Mit „Weltweit gemeinsam beten“ unterstützt das Hilfswerk päpstlichen Rechts die Bemühungen Benedikts XVI., dem Latein als einer Weltsprache der Kirche wieder größeren Raum zu schaffen. Katholiken sind mit den Grundgebeten in lateinischer Sprache „überall zu Hause“, begründet der Geschäftsführer des Hilfswerkes, Klaus Wundlechner, die Aktion. Das Blatt könne beim Familiengebet, beim heimischen Gottesdienst und bei Wallfahrten im Ausland nützlich sein. Dass die Zahl der Latein-Schüler an Gymnasien seit 2001 um über dreißig Prozent gestiegen ist, wie vom Statistischen Bundesamt jüngst gemeldet, sei ein Zeichen dafür, dass immer mehr Menschen sich für die Wurzeln der europäischen Kultur interessierten.

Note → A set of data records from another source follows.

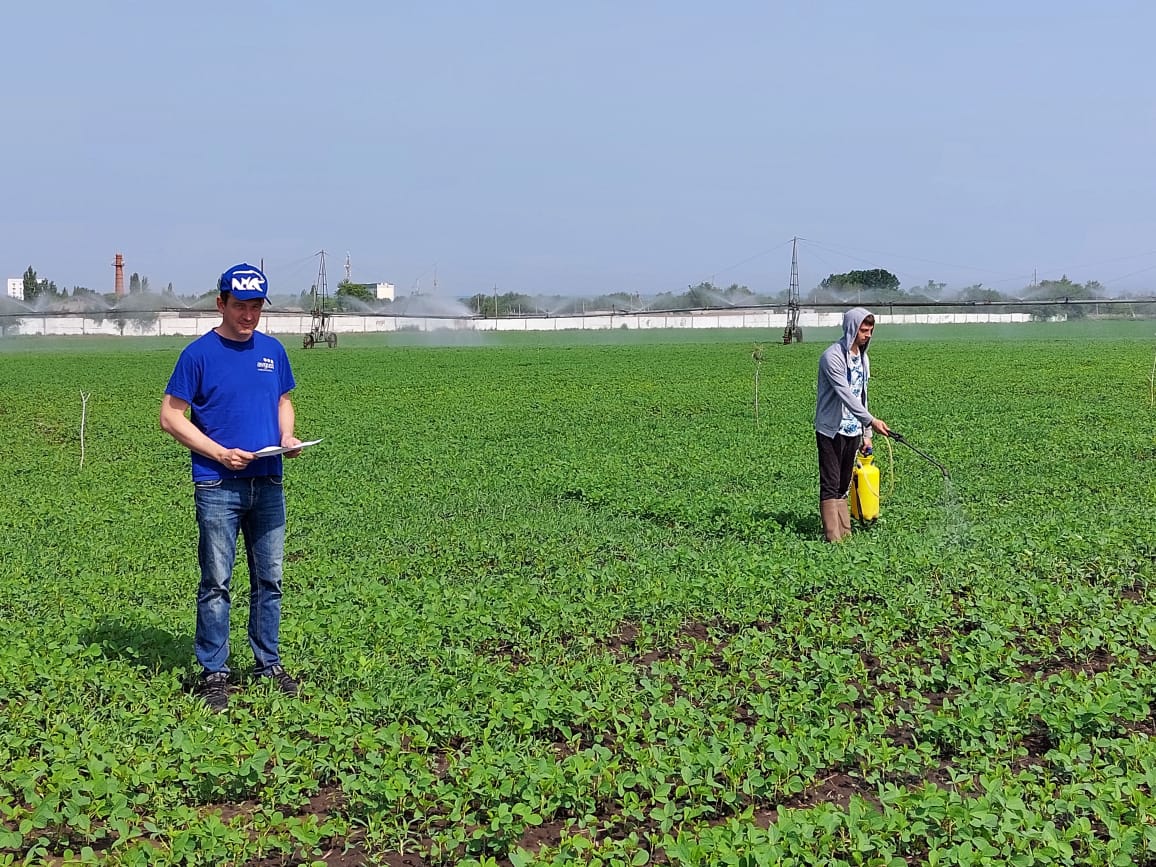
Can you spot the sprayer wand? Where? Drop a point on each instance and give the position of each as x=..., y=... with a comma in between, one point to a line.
x=899, y=438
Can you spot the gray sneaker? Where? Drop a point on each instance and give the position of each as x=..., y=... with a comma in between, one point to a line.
x=281, y=679
x=214, y=690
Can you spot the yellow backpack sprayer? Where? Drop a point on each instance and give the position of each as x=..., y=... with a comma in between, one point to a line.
x=865, y=488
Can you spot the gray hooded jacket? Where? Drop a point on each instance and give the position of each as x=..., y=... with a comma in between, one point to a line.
x=834, y=379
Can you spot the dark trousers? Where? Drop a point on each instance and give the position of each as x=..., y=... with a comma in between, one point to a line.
x=836, y=464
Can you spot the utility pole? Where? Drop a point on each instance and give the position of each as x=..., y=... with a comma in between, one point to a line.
x=793, y=333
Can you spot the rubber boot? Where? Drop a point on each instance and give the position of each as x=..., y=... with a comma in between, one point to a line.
x=832, y=524
x=845, y=518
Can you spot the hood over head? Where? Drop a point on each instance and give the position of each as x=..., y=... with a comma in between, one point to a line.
x=851, y=321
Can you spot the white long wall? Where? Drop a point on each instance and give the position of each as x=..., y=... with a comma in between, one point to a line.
x=185, y=324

Eine lateinische Heilige Messe in der außerordentlichen Form des Römischen Ritus wird am 11. April 2008 den von „Kirche in Not“ durchgeführten „3. Internationalen Kongress Treffpunkt Weltkirche“ in Augsburg eröffnen. Zelebrieren wird der kolumbianische Kurienkardinal Darío Castrillón Hoyos, Präsident der Päpstlichen Kommission „Ecclesia Dei“. Außerdem wird an den folgenden beiden Kongresstagen die Eucharistie im byzantinischen Ritus der mit Rom unierten Ukrainischen Griechisch-katholischen Kirche sowie in der ordentlichen Form des Römischen Ritus gefeiert.

Das Gebetsblatt „Weltweit gemeinsam beten“ kann unentgeltlich, auch in größerer Stückzahl, bei „Kirche in Not“ angefordert werden: Albert-Roßhaupter-Straße 16, 81369 München, Telefon: 0 89 / 7 60 70 55, Fax: 0 89 / 7 69 62 62; E-Mail: info@kirche-in-not.de.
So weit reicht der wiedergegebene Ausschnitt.